Saturday, March 14, 2009

Steak: It's what for dinner Part III (Portfolio)

"...through the way we live, work and play, we don't really choose our food--our food chooses us (Patel, pp. 253)."
-Raj Patel

As I sit here and think about my steak and my accompanying feeling of manliness I have to ask myself why does this make me feel like a man? I mean come on, regardless of whether or not I eat the steak, aren't I still a man? I have facial hair, all the right parts: as far as nature is concerned, I am a man. There must just be something about the steak itself that magnifies the feelings of being a man.

Why then don't I get similar manly feelings when I dawn a bright pink, frilly scarf, or perhaps eat a Caesar Salad, with blue cheese? There can really only be one of two possibilities for an answer to this dilemma:

1. This association with steak and manliness is innate, and comes with birth, or

2. I have learned this association from my experiences.

While I think there could be a tiny possibility that the first answer is, maybe, weakly correlated to my association, I would wager that my association is a learned phenomenon. The next question would then be: Who does the teaching? This is where things get extremely complicated.

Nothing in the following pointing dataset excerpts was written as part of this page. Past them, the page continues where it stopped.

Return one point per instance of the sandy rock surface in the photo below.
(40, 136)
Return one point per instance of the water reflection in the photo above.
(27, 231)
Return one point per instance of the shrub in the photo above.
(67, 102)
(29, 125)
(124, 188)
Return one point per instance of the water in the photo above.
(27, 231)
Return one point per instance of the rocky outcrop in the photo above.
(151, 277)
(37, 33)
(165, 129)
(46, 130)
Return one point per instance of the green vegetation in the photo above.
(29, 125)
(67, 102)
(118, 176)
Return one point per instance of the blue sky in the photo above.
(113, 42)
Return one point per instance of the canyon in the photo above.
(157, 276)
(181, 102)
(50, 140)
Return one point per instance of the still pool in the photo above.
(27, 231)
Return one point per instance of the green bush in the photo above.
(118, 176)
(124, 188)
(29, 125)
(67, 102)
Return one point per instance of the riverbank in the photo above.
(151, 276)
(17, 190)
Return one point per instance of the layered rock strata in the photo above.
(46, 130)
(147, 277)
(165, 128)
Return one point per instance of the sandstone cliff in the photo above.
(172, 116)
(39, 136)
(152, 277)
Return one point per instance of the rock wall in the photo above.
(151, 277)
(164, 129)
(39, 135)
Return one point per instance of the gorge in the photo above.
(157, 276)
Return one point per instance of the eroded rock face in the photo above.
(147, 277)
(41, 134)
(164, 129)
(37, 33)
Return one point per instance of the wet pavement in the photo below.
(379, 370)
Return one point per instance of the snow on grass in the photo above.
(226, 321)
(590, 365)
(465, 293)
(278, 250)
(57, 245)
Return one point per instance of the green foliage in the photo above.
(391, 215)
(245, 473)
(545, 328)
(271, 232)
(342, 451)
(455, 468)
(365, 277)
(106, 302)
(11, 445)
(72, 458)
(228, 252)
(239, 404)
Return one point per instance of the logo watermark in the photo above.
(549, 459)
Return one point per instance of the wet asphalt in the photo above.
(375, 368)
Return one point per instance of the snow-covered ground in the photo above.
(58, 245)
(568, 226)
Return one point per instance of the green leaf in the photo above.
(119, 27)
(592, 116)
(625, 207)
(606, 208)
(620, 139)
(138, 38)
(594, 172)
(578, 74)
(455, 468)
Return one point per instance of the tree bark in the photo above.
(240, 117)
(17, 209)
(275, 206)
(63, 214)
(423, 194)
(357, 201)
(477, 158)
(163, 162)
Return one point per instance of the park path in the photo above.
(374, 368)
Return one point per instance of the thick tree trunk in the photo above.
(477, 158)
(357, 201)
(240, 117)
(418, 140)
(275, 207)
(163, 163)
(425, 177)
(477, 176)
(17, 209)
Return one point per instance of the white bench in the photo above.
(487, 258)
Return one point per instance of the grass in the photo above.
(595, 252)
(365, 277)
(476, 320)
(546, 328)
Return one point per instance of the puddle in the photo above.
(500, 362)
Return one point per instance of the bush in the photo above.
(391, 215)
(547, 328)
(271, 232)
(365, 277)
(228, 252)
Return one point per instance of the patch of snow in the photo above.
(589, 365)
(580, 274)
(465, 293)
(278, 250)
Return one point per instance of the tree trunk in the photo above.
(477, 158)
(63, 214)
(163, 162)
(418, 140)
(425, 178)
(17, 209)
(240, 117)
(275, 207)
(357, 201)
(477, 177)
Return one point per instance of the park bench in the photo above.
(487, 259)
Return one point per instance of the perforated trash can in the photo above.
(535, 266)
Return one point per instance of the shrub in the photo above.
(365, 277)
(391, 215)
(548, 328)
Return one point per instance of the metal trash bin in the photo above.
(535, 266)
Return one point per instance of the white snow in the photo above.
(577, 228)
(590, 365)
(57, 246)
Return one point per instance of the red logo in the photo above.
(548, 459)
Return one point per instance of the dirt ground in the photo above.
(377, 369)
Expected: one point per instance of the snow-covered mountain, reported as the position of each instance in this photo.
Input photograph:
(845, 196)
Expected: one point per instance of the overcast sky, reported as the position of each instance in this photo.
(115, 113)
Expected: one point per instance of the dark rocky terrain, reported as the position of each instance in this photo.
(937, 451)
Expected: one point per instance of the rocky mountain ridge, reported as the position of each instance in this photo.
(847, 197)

Raj Patel says that our food habits, and anything else we do with regards to food, are shaped, not just by our society, but by multi-national food conglomerates (which he backs up with a lot of facts and speculations). As much as I hate to think that I have little to no control over the food I get to eat, I have to admit, Patel makes some very convincing points.

He briefly mentions that there are three basic factors that play into what we end up eating: work and play, the neighborhoods we live in, and the jobs we get--including the time we spend traveling between them (Patel, pp 273). Basically, a certain kind of food is marketed and sold to us depending on who we are (as consumers). This marketing starts at a very young age. Advertisers know that children are easily influenced. Children want what is cool and hip, and advertisers set the standard. Then, the trend of standard setting goes up until the child is old.

During this time, advertisers (these large food companies) strive in every conceivable way to get us to buy their stuff. They know things like that the more we eat the more overweight we get. However, these kinds of things, though fought to be kept a secret from the consumer, are not primary concerns: our money is. The funny thing is, at the same time we are influenced to buy the latest bag of 'super extra nacho spicy Doritos', we get bombarded by companies like Jenny Craig to loose a couple extra pounds around the waist. Get this, Jenny Craig is part of the Nestle Corporation (Patel, pp 280). We as consumers are trapped, just like corn farmers who buy Monsanto products, in a circle. We are given new products in an attempt to make more money, but that actually contribute to some other marketing scheme when we do what the marketers want.

So, what does this have to do with my steak? EVERYTHING! I feel manly when I eat a steak because I have been ingrained with the thought that in order for a white, middle-class male to be himself he needs to eat meat. The perpetrator of this thought is the food industry. I have been hit with ads from the time I could see far enough to focus on a television. From then my first thoughts concerning anything were formed. My thoughts since that time were reinforced until I was convinced that in order to be a man I needed to have a steak! I have literally been made FOR my food, and all this just to make a buck (This whole time I thought my food was made for me!!!)